Jeff Nyhoff eloquently evokes the materiality and spatiality of the code being studied, based on his own experiences and memory of Teletype machines and printers streaming "roll[s] of continuous paper." He observes the crucial ways in which the latency and physicality of early computing were integral aspects of the computing process. Moreover, he notes that programming languages had a visual logic that extended beyond the cartographic mental maps required by a player to navigate the game to the level of programming itself. Nyhoff describes how these early models had a logic similar to the flowchart, a logic that was abandoned with the rise of object-oriented languages, but that "flowcharting as programming" has since been resurrected in more recent programs such as Max/MSP, Pure Data, and Quartz Composer. Meanwhile, Jeremy Douglass tracks down other versions of Adventure's source code, observing some of their more curious differences, and researches tools for annotating code. Though the Ning social network and Google Documents provided a temporary platform for the group's activity, it is imperative that Critical Code Studies discovers (or invents) reliable tools for performing and archiving their collective annotations.

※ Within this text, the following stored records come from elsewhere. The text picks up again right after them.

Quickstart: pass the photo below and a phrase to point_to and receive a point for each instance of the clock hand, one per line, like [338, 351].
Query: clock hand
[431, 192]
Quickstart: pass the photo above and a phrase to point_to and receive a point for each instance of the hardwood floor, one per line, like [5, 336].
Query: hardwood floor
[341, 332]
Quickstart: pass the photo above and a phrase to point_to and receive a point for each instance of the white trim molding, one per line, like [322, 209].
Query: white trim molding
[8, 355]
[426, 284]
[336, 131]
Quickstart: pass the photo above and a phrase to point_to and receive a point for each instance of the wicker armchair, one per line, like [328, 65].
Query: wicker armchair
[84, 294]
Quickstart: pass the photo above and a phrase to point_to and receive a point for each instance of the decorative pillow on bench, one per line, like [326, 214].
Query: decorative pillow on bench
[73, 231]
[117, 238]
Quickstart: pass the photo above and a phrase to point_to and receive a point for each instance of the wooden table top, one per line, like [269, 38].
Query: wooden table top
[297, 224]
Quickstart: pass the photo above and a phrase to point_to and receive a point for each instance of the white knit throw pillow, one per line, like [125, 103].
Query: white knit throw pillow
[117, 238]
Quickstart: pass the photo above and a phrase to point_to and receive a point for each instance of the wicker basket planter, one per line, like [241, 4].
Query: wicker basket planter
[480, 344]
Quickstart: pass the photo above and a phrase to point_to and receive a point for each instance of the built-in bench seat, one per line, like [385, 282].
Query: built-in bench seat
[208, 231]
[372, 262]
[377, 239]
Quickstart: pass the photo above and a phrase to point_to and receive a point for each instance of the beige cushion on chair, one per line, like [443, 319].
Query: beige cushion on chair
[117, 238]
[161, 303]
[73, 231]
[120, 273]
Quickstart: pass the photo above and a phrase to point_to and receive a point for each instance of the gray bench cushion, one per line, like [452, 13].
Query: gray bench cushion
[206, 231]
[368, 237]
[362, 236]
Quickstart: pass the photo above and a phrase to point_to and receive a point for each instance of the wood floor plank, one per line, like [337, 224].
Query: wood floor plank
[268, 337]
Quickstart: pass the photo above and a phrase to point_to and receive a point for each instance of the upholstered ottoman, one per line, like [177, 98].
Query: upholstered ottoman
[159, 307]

Following these various threads, the contributors analyzed the maze of twisty little feedback loops between the source code and game content. Spelunking the code, they unearthed new treasures rivaling Colossal Cave Adventure's bars of silver, precious jewelry, and many coins buried in the darkness of the black box. For example, the GOTO command, now obsolete in most object oriented programming languages, operates not unlike the famous "XYZZY," a magic word that could teleport the adventurer to and from various in-game locations. In this way, both player and programmer must engage the cave spatially. Dennis Jerz further observes that this game's version of "abracadabra!" may be part of Crowther's "sourcery,"See Wendy Chun's concept of "sourcery" further discussed in the fourth week of the Critical Code Studies Working Group.pointing to a peculiar line of code reading "SUBROUTINE YES(X,Y,Z,YEA)." But do these formal parallels teleport us out of the maze of code, or are we, as Crowther writes, "STILL IN THE FOREST?"
When "mapping" a cave system, computer program, or commentary, one traces Crowther's algorithmic architectures, following the trail of causal connections. The code connects tunnel to tunnel just as graphically mapping those passages outlines Adventure's algorithms. Thus player and programmer mirror one another's movements, stalking each other in the dark. When lost in the dark, the annotations assembled in Week Three of the Critical Code Studies Working Group become a guide for bridging the divide between various readers. This work of annotation is unfinished; there are many more lines to explore and paths to map. The cursor blinks anxiously, inviting us to continue. As Mark Marino writes:
>You are standing before the Colossal Code of Adventure. You see INSERT FOOTNOTES, a keyboard, a Google Doc.
Works Cited
Jerz, Dennis. "Somewhere Nearby is Colossal Cave: Examining Will Crowther's Original 'Adventure' in Code and in Kenucky." Digital Humanities Quarterly 1.2 (2007). Web.